In a merrier world, it goes without saying that none of this would happen. All 30 teams in the Major League would be publicly owned, their games broadcast freely on public television, their tickets distributed by an inexpensive lottery system, their concessions reasonably priced, their vendors unionized, their smoking sections generously accommodated, their player salaries enormous but (unlike under the present luxury tax system) fairly capped, and their schedules synchronized with the liturgical calendar.

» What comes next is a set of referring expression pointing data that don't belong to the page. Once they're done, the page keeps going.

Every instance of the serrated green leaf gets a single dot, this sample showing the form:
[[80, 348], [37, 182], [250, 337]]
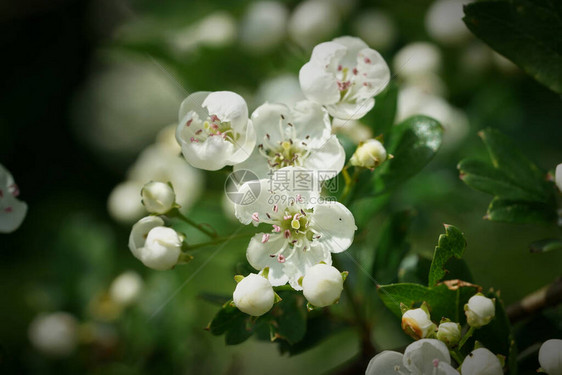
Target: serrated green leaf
[[484, 177], [520, 212], [525, 31], [392, 247], [443, 301], [451, 244], [546, 245]]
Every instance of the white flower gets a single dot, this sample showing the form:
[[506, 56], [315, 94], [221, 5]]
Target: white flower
[[449, 333], [423, 357], [264, 25], [558, 176], [214, 130], [158, 197], [550, 357], [481, 362], [12, 210], [376, 28], [153, 244], [344, 75], [322, 285], [417, 323], [300, 136], [443, 21], [479, 310], [254, 295], [54, 334], [305, 228], [369, 154], [126, 288], [313, 21]]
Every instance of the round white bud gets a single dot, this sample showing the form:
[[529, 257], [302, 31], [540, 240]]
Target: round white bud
[[158, 197], [254, 295], [481, 362], [449, 333], [369, 154], [479, 310], [54, 334], [550, 357], [417, 323], [126, 288], [322, 285]]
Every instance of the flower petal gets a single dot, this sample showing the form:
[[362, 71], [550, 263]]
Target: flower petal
[[336, 225]]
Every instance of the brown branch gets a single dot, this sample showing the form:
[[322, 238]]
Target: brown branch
[[547, 296]]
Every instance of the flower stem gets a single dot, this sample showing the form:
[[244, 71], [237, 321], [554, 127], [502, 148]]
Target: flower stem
[[465, 338], [176, 213]]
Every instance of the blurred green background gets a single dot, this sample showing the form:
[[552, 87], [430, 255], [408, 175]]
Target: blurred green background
[[87, 86]]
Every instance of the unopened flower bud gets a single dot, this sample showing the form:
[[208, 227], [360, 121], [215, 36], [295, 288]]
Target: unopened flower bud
[[449, 333], [254, 295], [417, 324], [369, 154], [479, 310], [158, 197], [481, 362], [550, 357], [322, 285]]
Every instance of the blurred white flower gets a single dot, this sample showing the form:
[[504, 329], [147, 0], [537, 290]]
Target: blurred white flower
[[369, 154], [417, 323], [283, 89], [126, 288], [344, 75], [423, 357], [443, 21], [376, 28], [218, 29], [12, 210], [54, 334], [298, 136], [123, 106], [550, 357], [479, 310], [481, 362], [305, 228], [417, 59], [158, 247], [322, 285], [214, 130], [158, 197], [264, 25], [254, 295], [413, 101], [313, 21]]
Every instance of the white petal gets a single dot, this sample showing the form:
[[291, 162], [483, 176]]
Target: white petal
[[228, 107], [351, 110], [386, 363], [140, 230], [311, 119], [329, 158], [336, 225], [258, 255], [317, 84], [419, 356]]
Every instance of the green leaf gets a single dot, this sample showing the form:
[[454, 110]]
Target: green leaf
[[525, 31], [443, 300], [510, 161], [392, 247], [451, 244], [546, 245], [382, 117], [520, 212], [484, 177]]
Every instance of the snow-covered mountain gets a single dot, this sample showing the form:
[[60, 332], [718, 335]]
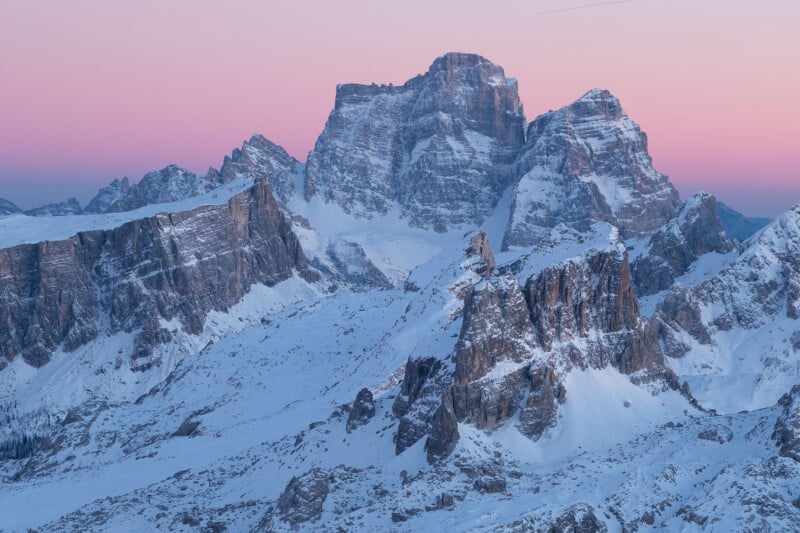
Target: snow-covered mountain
[[8, 208], [736, 336], [688, 244], [108, 196], [439, 148], [261, 158], [348, 346], [584, 163]]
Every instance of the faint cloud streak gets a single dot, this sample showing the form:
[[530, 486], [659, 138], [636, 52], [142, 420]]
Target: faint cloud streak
[[585, 6]]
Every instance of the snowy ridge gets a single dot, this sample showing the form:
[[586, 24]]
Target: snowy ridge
[[356, 357], [587, 162], [21, 229], [738, 344]]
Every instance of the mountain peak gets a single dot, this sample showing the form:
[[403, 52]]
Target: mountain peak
[[585, 162], [444, 138], [598, 102]]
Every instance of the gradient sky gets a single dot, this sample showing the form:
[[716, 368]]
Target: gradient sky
[[91, 90]]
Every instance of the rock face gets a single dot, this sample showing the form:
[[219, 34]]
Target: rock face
[[787, 427], [579, 518], [108, 196], [304, 496], [737, 225], [759, 294], [169, 184], [260, 158], [8, 208], [444, 432], [362, 410], [480, 252], [446, 138], [131, 278], [587, 162], [70, 207], [695, 231], [515, 342], [595, 294]]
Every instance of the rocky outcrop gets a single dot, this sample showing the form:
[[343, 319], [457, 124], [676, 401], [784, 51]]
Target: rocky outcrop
[[587, 162], [694, 231], [440, 146], [303, 498], [579, 518], [787, 428], [259, 158], [594, 294], [757, 294], [169, 184], [362, 410], [479, 252], [444, 432], [515, 343], [425, 381], [137, 276], [539, 413], [8, 208], [762, 283], [496, 330], [70, 207], [107, 196]]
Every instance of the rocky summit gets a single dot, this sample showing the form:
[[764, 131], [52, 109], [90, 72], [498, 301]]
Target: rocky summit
[[446, 319], [584, 163], [438, 148]]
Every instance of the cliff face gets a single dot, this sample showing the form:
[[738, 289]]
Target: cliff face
[[670, 252], [440, 146], [517, 343], [171, 266], [584, 163], [260, 158]]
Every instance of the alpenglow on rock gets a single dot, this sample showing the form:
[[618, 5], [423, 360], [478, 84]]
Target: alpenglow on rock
[[587, 162], [260, 158], [440, 147], [131, 278], [169, 184], [694, 231], [70, 207]]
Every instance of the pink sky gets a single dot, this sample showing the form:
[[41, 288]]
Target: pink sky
[[93, 90]]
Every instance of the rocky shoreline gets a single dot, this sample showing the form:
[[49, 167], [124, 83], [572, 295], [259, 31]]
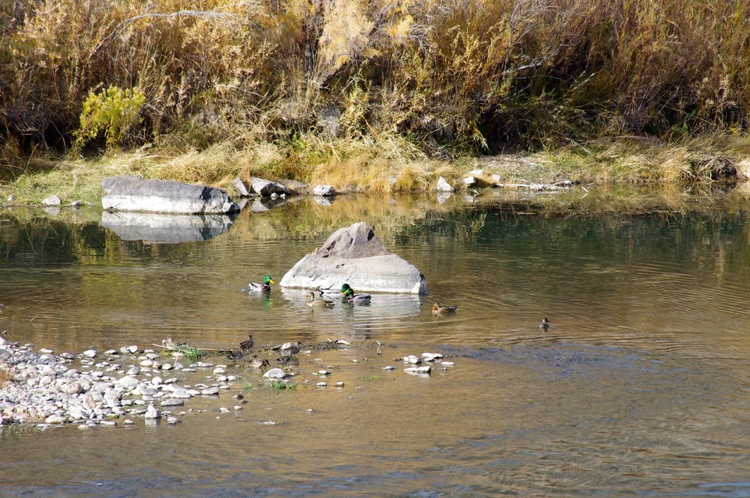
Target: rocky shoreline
[[43, 389]]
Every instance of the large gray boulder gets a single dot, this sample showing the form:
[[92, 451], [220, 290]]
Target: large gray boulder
[[156, 228], [133, 193], [355, 255]]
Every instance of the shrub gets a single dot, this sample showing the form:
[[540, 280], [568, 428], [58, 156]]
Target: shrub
[[112, 112]]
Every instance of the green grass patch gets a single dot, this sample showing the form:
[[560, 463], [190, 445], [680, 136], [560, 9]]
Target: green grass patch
[[280, 385]]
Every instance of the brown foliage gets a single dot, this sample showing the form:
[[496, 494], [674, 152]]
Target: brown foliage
[[468, 74]]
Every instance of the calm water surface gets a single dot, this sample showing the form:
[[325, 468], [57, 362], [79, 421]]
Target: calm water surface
[[640, 387]]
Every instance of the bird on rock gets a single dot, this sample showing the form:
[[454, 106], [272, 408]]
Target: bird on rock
[[353, 298], [264, 287], [247, 345]]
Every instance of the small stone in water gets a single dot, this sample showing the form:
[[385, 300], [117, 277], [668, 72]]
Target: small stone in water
[[152, 412]]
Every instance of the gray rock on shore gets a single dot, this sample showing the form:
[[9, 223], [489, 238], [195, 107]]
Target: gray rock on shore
[[133, 193], [355, 255]]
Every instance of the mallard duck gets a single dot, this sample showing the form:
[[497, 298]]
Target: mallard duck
[[247, 345], [258, 363], [443, 310], [264, 287], [290, 348], [353, 298], [318, 303]]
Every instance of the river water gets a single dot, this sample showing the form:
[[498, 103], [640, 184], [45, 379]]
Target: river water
[[641, 386]]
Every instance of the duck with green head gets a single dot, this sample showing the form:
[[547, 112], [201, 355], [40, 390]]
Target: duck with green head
[[353, 298], [439, 310], [264, 287], [318, 303]]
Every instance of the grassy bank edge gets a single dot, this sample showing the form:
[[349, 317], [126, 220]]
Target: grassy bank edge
[[377, 167]]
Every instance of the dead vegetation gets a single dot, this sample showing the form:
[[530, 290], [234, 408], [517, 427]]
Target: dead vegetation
[[366, 91]]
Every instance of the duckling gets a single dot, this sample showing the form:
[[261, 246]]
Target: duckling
[[438, 310], [318, 303], [287, 360], [247, 345], [353, 298], [290, 348], [264, 287], [259, 363]]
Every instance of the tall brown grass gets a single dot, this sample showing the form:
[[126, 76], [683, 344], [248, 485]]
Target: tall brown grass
[[445, 75]]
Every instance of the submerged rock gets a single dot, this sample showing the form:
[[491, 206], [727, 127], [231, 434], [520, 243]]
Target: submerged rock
[[265, 188], [133, 193], [324, 191], [355, 255], [52, 200], [443, 185]]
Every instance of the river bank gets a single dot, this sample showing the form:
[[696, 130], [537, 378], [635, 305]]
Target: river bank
[[630, 160]]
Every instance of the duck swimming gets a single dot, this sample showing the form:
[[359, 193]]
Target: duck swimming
[[318, 303], [438, 310], [247, 345], [264, 287], [353, 298]]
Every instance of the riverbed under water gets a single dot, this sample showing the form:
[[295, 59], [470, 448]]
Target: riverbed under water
[[641, 386]]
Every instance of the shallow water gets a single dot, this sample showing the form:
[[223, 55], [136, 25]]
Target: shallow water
[[641, 385]]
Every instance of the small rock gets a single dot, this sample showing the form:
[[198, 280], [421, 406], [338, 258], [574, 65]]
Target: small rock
[[128, 382], [242, 187], [275, 373], [431, 356], [324, 191], [152, 412], [54, 419], [52, 200]]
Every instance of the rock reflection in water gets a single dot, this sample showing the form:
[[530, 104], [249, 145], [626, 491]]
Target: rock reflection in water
[[166, 228]]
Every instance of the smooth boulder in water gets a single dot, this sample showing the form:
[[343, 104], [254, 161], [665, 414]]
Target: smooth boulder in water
[[356, 256]]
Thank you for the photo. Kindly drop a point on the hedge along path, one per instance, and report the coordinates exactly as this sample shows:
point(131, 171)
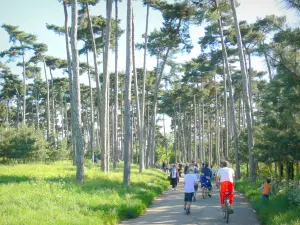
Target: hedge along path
point(168, 209)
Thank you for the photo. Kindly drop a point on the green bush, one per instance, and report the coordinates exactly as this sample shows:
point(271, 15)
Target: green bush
point(278, 210)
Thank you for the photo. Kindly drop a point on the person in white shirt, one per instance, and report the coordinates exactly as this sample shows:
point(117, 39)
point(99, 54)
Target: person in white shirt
point(190, 180)
point(174, 177)
point(225, 176)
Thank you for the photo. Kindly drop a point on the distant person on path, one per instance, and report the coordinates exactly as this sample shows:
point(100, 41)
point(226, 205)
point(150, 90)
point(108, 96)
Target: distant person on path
point(186, 169)
point(174, 177)
point(226, 177)
point(202, 167)
point(179, 168)
point(266, 190)
point(190, 180)
point(95, 159)
point(213, 171)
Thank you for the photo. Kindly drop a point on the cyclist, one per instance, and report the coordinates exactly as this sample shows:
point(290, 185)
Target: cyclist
point(225, 176)
point(196, 172)
point(208, 175)
point(190, 180)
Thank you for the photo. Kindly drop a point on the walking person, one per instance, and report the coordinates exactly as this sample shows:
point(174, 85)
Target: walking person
point(225, 176)
point(266, 190)
point(190, 180)
point(186, 169)
point(174, 177)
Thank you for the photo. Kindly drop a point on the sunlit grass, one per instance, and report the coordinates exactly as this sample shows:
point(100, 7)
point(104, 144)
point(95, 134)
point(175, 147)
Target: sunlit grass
point(276, 211)
point(48, 194)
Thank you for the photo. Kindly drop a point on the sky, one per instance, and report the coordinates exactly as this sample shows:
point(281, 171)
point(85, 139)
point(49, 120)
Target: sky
point(32, 15)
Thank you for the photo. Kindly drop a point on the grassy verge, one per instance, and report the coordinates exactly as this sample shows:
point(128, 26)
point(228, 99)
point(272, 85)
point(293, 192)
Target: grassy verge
point(277, 211)
point(47, 194)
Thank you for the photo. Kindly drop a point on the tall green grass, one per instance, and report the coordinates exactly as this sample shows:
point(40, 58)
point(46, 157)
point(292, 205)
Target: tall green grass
point(48, 194)
point(276, 211)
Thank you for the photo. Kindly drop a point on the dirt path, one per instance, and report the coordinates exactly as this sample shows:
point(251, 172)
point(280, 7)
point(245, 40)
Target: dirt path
point(168, 209)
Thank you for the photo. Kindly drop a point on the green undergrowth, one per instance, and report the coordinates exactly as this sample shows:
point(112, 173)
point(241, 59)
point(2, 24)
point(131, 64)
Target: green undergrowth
point(48, 194)
point(276, 211)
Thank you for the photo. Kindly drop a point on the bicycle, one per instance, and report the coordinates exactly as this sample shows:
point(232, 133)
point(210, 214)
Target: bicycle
point(204, 191)
point(226, 209)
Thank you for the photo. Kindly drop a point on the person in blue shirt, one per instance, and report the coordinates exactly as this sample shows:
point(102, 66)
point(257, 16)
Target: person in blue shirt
point(207, 174)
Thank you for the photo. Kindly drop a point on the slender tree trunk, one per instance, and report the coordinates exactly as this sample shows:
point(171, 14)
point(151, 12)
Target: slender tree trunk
point(24, 86)
point(127, 139)
point(98, 87)
point(37, 106)
point(70, 76)
point(200, 136)
point(268, 65)
point(52, 104)
point(175, 140)
point(47, 101)
point(104, 114)
point(92, 119)
point(137, 102)
point(142, 130)
point(231, 98)
point(62, 115)
point(190, 137)
point(165, 141)
point(203, 130)
point(122, 127)
point(225, 113)
point(77, 105)
point(183, 136)
point(195, 132)
point(250, 88)
point(115, 130)
point(246, 93)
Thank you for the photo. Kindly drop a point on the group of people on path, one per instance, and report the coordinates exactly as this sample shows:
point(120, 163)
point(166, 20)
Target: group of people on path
point(224, 181)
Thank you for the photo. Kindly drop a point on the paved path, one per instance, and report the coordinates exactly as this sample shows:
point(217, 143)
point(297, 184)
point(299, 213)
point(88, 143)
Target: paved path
point(168, 209)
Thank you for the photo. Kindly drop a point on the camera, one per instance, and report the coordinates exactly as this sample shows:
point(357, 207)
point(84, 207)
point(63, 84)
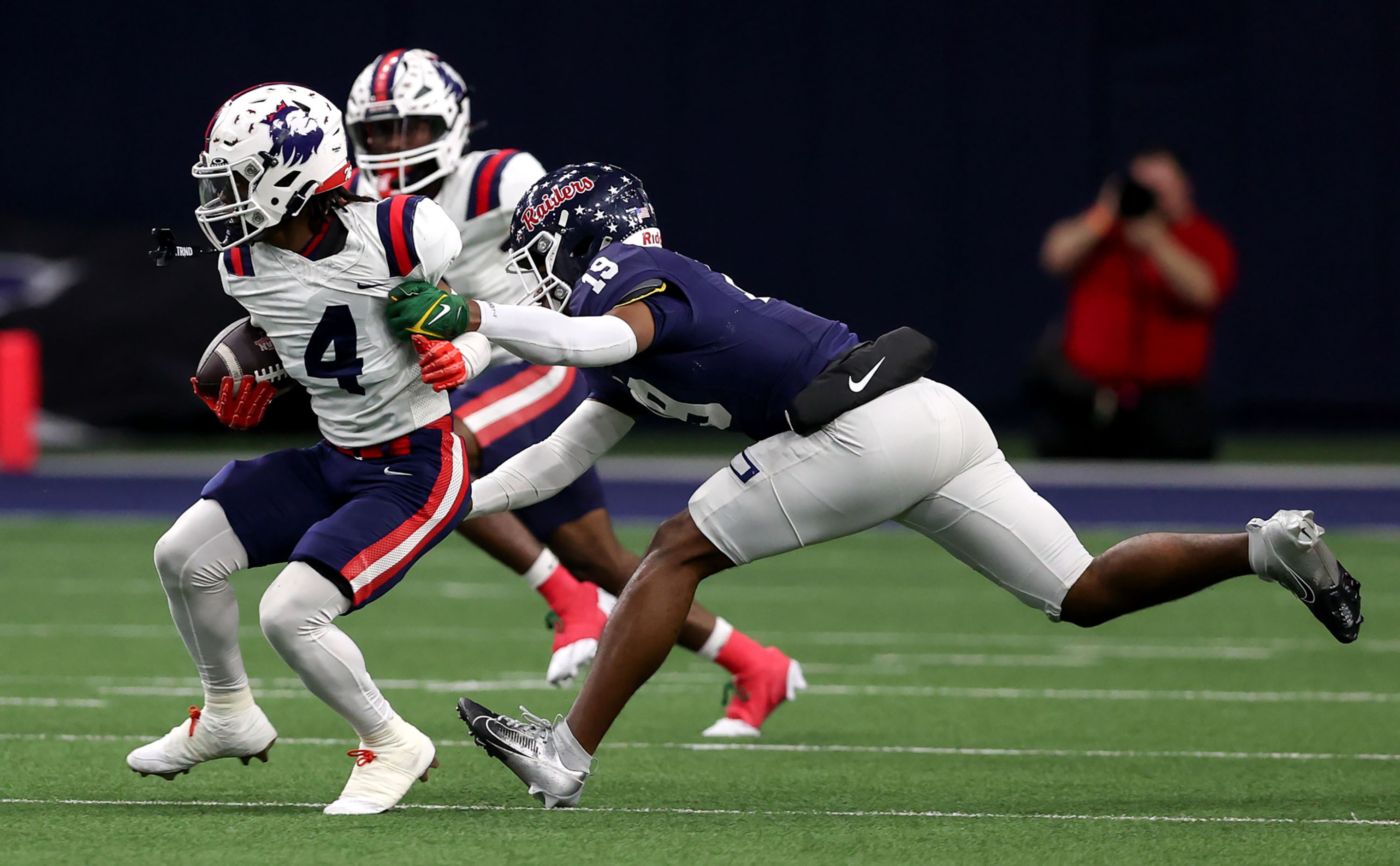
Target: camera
point(1134, 199)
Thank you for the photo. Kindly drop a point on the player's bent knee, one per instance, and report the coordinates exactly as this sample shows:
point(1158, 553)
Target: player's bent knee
point(199, 550)
point(1084, 605)
point(681, 546)
point(296, 605)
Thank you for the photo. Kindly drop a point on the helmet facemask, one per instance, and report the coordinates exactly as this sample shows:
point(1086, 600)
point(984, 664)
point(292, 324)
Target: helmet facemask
point(412, 168)
point(226, 213)
point(534, 263)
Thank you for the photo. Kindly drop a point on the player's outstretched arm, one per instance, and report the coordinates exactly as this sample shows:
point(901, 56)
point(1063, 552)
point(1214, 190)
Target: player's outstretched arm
point(548, 338)
point(546, 468)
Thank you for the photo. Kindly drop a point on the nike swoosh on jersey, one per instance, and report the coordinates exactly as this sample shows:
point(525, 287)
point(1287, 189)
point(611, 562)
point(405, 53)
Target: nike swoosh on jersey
point(860, 385)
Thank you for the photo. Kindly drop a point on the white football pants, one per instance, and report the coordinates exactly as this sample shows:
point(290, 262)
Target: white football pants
point(195, 559)
point(920, 455)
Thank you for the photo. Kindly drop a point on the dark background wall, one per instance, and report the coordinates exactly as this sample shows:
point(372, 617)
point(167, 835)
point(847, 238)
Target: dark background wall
point(876, 161)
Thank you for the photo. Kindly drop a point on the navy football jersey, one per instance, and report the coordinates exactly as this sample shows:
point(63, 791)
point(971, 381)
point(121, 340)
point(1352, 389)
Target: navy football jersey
point(722, 357)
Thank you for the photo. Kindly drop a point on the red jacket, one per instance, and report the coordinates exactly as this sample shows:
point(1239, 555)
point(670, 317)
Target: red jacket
point(1125, 325)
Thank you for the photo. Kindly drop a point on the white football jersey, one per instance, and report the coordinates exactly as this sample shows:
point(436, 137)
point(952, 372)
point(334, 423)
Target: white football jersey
point(481, 199)
point(326, 317)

If men were angels, no government would be necessary, nor would an agreement between Bally Sports and the various streaming platforms. (As it happens, Milton does tell us that spiritual beings both fallen and otherwise engage in various sports.) But dull sublunary baseball fans who cannot afford or simply refuse to contract cable services (perhaps because their televisions are even older than their vehicles) need looking out for, too. Figure it out, guys.
Matthew Walther is editor of The Lamp magazine and a contributing editor at The American Conservative.